It is only as a language is written down that it becomes possible to think about it. The acoustic medium, being incapable of visualization, did not achieve recognition as a phenomenon wholly separate from the person who used it. But in the alphabetized document the medium became objectified. There it was, reproduced perfectly in the alphabet… no longer just a function of “me” the speaker but a document with an independent existence. (Havelock as cited in Schlain, 1998, p. 64)
Writing has a life of its own. A spoken conversation is lost once it is finished, reliant on the recall of the participants, and the inevitable biases of their perception. It is easy to look back on conversation and misremember where the meaning and emphasis lay. Furthermore in order to share that conversation it must be passed through the unreliable filters of the mind, paraphrased, adulterated. But the written word lives on in its form, just as it was set down. For better or worse it goes out into the word blind to its witnesses: Telling its message over and over for as long as it exists or at least as long as there is someone to come across it and read it.

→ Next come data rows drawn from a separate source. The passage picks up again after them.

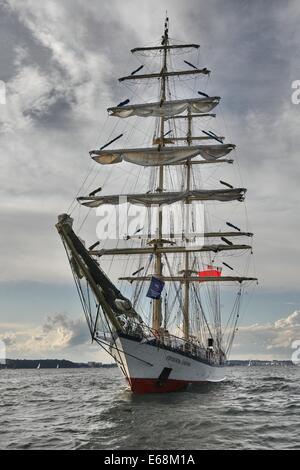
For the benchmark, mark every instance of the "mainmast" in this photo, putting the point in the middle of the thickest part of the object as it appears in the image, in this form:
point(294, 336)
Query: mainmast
point(186, 314)
point(160, 155)
point(157, 316)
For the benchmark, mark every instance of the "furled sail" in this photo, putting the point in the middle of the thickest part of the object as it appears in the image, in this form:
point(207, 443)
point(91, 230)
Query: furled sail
point(154, 156)
point(167, 108)
point(236, 194)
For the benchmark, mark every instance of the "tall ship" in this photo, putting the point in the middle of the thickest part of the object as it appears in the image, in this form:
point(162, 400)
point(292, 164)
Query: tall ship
point(151, 290)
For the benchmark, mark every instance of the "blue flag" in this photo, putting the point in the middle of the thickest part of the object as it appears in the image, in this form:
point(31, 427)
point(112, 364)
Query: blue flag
point(155, 288)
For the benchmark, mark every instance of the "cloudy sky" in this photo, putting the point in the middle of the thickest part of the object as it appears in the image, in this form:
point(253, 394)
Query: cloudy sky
point(58, 61)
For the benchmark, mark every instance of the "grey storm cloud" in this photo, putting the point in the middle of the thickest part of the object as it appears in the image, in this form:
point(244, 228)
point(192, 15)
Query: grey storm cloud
point(60, 61)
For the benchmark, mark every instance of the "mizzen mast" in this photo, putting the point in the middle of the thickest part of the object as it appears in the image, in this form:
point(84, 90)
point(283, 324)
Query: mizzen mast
point(157, 313)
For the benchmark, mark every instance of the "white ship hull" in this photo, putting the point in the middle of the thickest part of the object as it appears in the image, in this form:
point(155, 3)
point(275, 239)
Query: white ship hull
point(152, 369)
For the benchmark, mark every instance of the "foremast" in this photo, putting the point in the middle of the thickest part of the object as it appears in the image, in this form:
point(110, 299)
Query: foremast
point(157, 303)
point(165, 155)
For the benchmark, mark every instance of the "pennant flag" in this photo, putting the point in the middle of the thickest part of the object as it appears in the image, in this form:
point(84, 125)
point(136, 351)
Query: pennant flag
point(155, 288)
point(211, 271)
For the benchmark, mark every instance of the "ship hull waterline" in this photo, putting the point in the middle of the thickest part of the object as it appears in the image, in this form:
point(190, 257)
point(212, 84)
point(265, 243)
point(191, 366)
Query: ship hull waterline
point(152, 369)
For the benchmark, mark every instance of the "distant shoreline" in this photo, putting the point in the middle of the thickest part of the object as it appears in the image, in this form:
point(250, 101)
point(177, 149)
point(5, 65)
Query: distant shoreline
point(65, 364)
point(52, 364)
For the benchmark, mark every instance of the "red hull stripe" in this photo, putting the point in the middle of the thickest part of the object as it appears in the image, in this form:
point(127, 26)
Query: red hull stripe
point(152, 386)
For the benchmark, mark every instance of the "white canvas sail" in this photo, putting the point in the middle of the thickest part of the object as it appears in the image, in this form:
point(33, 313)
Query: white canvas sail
point(168, 108)
point(236, 194)
point(154, 156)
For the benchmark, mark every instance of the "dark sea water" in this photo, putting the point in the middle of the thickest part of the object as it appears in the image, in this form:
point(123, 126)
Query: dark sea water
point(255, 408)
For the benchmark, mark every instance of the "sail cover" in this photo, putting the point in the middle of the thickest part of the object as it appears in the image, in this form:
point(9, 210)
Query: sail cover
point(167, 108)
point(236, 194)
point(153, 156)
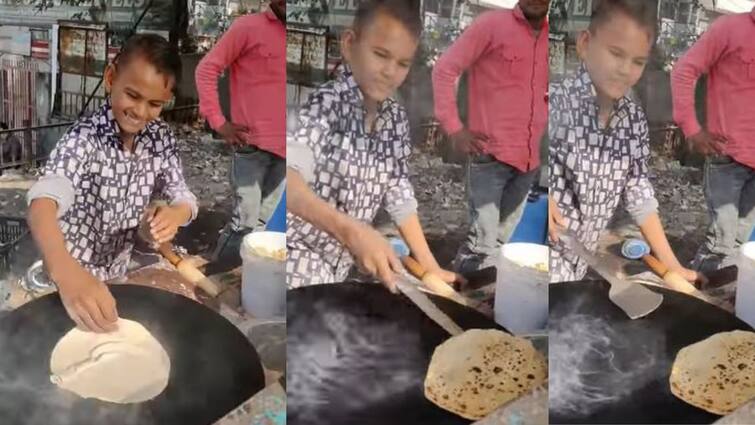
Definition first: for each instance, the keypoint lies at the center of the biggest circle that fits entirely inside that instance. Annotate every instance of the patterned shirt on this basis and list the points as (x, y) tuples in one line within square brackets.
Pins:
[(354, 170), (102, 190), (593, 169)]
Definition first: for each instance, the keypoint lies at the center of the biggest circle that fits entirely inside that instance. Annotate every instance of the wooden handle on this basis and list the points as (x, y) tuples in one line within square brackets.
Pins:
[(196, 277), (435, 283), (188, 270), (656, 266), (166, 249)]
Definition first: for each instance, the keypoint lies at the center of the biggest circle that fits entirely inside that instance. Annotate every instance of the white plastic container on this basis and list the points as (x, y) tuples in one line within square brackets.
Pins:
[(263, 279), (745, 300), (521, 296)]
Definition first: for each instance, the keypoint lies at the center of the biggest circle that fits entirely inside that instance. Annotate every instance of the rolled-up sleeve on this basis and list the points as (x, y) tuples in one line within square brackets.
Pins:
[(171, 182), (639, 196), (62, 173), (399, 200), (304, 142)]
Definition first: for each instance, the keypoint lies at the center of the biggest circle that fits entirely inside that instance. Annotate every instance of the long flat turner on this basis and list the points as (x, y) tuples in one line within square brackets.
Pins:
[(636, 300), (405, 284)]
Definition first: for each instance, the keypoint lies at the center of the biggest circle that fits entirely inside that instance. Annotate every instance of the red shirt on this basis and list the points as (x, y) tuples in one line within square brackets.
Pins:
[(508, 85), (254, 49), (727, 54)]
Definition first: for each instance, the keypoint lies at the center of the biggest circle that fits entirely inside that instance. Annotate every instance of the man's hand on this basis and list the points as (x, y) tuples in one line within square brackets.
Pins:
[(555, 220), (86, 299), (468, 142), (164, 222), (234, 134), (373, 253), (706, 143)]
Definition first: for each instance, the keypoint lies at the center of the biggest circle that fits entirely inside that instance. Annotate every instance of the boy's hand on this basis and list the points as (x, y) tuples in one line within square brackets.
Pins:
[(555, 220), (164, 223), (689, 275), (373, 253), (234, 134), (447, 276), (468, 142), (87, 301), (707, 144)]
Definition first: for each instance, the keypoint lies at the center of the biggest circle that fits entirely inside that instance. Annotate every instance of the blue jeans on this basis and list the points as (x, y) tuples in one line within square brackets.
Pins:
[(730, 194), (496, 193), (258, 179)]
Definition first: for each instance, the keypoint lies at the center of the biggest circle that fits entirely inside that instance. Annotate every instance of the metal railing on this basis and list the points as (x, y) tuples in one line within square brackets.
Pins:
[(28, 146)]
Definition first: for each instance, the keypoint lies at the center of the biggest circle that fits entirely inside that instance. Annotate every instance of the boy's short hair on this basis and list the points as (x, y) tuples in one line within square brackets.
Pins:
[(154, 49), (404, 11), (643, 12)]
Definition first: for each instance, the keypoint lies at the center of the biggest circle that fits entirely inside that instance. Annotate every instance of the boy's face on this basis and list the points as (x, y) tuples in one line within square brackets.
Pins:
[(615, 54), (138, 93), (380, 56), (534, 9)]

Writing also spans time in a way a spoken conversation cannot. Writing is always projected forward in time, “The written word’s message is deciphered sometime in the future and usually in another location” (p. 43), and conversely when we read we are inevitably looking backwards in time.
The written word is essentially immortal. To a hyper-conscious primate who had become aware that death was inevitable, the discovery of a method to project one’s self beyond a single life span seemed nothing less than miraculous. (p. 79).
Writing therefore becomes an artefact, a communication that is somewhat solidified (rather than hanging on the air like the spoken word), it becomes a text. It can be pretty, poetic, meaningful, functional, even nonsensical, but once it is set down it becomes more than its author. It gains its own lifespan that is unpredictable, it might last a single day (like a shopping list) or hundreds of years (like a Shakespeare play), it may last longer than its writer ever intended it to.